When training neural networks it is a good idea to have a training set which has examples that are randomly ordered. We want to ensure that any sequence of training set examples, long or short, has statistics that are representative of the whole. During training we will be adjusting weights, often by using stochastic gradient descent, and so we ideally would like the source statistics to remain stationary.
During on-line training, such as with a robot, or when people learn, adjacent training examples are highly correlated. Visual scenes have temporal coherence and people spend a long time at specific tasks, such as playing a card game, where their visual input, over perhaps hours, is not representative of the general statistics of natural scenes. During on-line training we would expect that a neural net weights would become artificially biased by having highly correlated consecutive training examples so that the network would not be as effective at tasks requiring balanced knowledge of the whole training set.
In a neural network consisting of multiple layers, we ideally would like all neurons to be equally active with similar (sparse) activation histograms. Typically for unsupervised networks with ICA-like sparse learning, training images are manually decorrelated and normalized as a pre-processing step. This ensures that the variance of each unit’s activation remains around unity so that it can learn sparse structure instead of conventional second order statistics. However this is not always done, and may not typically be done for deep classification models. Also often there is a requirement to normalize the energy of the weight vectors. Making them unit length means that the variance of a unit’s activation is going to be equal to the variance in the source pattern, which is somewhat artificial. When this source pattern is the non-linear output of the previous layers’ neurons in a multilayer network, the variance may not be very well defined.
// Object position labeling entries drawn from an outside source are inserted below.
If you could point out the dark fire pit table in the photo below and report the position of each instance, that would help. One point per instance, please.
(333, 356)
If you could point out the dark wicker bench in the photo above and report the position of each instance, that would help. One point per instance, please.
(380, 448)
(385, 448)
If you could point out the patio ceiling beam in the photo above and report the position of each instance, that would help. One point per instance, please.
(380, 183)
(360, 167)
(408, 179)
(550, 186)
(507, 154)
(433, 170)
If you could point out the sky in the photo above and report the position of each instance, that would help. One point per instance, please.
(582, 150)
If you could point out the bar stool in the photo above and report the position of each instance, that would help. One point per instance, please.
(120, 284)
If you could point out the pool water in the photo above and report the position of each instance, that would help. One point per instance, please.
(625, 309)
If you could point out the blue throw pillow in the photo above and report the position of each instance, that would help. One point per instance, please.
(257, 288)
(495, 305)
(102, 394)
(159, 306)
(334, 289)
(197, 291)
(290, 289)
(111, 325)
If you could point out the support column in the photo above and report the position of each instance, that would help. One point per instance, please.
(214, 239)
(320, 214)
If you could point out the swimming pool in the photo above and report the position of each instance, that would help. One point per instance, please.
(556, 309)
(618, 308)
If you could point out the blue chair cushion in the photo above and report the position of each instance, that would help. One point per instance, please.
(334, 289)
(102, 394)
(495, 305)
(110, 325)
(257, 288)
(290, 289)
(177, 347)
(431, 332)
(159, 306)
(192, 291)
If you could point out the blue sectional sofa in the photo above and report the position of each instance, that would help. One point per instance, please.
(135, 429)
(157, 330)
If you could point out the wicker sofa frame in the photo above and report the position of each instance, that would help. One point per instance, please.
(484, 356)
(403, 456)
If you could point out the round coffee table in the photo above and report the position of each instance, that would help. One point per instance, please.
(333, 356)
Without justifying it thoroughly, it seems to me that a network will do well if the variance of the activity of its neurons is similar over the whole network when considering each neuron’s activation over a training set corpus. The idea is to have all neurons similarly involved – they will still provide a sparse code, but ideally they are all in general responsive to equal numbers of patterns in the training set and engage equally frequently in the design task.
One way to ensure this behavior without the need to keep a unit norm on the weight vectors is to adjust the weights adaptively to ensure that the output of each neuron is activated in general at about the same level as training progresses. This is a sort of homeostatic adaptation which is certainly one of the mechanisms that is used by the brain to keep neuron outputs in the biochemical working range. One way to do this is to have the weights constantly update in the usual way during training and at the same time renormalize them with respect to their outputs so that the measured variance of each associated unit’s activation is kept constant. Another way to do it is to have the weights change freely during learning, and then have a dedicated renormalization cycle, which may interfere less with learning. This is where the idea of sleep comes in.
In this idea the neurons learn from input samples which may be randomly chosen, or they may be temporally correlated. As a result the weights change and the general balance of activity across the network will possibly depart from being even, especially if a lot of correlated samples are seen, since correlated samples repeatedly train the same neuron, which can cause its weights to grow excessively. This could well produce effects that are similar to the human experience of constantly internally hallucinating visual scenes (like playing hands of cards) when you have been repeating the same task for hours. The associated neurons are over-trained and have excessive responses to everything.
A renormalization cycle would expose the network to random training examples without training the weights in the usual sense, but just scaling them up and down to even out the network activities. Obviously this will effect the training somewhat, so needs to be alternated with training.
One method of doing renormalization is to just show the network sequences of independent training examples in order to generate activations whose statistics can be measured and used for rescaling.
Another method might be to create a muti-layer network that is capable of dream-like recall. For example using the Google deep dream network approach it is possible to randomly choose neurons in the network to consider and then optimize patterns of activation in other levels that provide a memory-like recall of related concepts.
The relationship with renormalization is that this dream-like method would be a way to internally generate representative activity in the network that is then used for rebalancing neural activity gains. This really is a sort of dreaming process because, in this idea, spontaneous activity is generated in the network and propagated to all layers solely to generate responses so that excessively high or low activations can be detected and fixed by weight renormalization. The network is effectively generating its own training set for this purpose by recalling patterns starting from random noise, and then fixing the statistical biases that arise from over-training particular subsets of neurons.